Optimization of Layer Skipping and Frequency Scaling for Convolutional Neural Networks under Latency Constraint
Minh David Thao Chan, Ruoyu Zhao, Yukuan Jia, Ruiqing Mao, Sheng Zhou
TL;DR
This work tackles the energy and latency challenges of deploying CNNs on resource-limited devices by jointly applying Proportional Layer Skipping (PLS) and Frequency Scaling (FS). PLS partitions a network into groups and skips a proportion r of layers via a gating mechanism, while FS tunes processor frequency to balance energy and latency, aiming to minimize the Energy-Delay Product (EDP). Experiments on ResNet-152 with CIFAR-10 show substantial energy savings and latency reductions with modest accuracy loss, validated on both GPU and CPU hardware and analyzed through ablation and hardware-specific studies.
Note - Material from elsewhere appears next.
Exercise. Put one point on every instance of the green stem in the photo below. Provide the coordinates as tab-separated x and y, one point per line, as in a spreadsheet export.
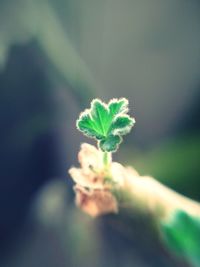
106	159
The findings demonstrate practical pathways for energy-efficient real-time CNN inference across heterogeneous platforms, with clear guidance on the trade-offs between skipping, frequency scaling, accuracy, and latency.
Abstract
The energy consumption of Convolutional Neural Networks (CNNs) is a critical factor in deploying deep learning models on resource-limited equipment such as mobile devices and autonomous vehicles. We propose an approach involving Proportional Layer Skipping (PLS) and Frequency Scaling (FS). Layer skipping reduces computational complexity by selectively bypassing network layers, whereas frequency scaling adjusts the frequency of the processor to optimize energy use under latency constraints. Experiments of PLS and FS on ResNet-152 with the CIFAR-10 dataset demonstrated significant reductions in computational demands and energy consumption with minimal accuracy loss. This study offers practical solutions for improving real-time processing in resource-limited settings and provides insights into balancing computational efficiency and model performance.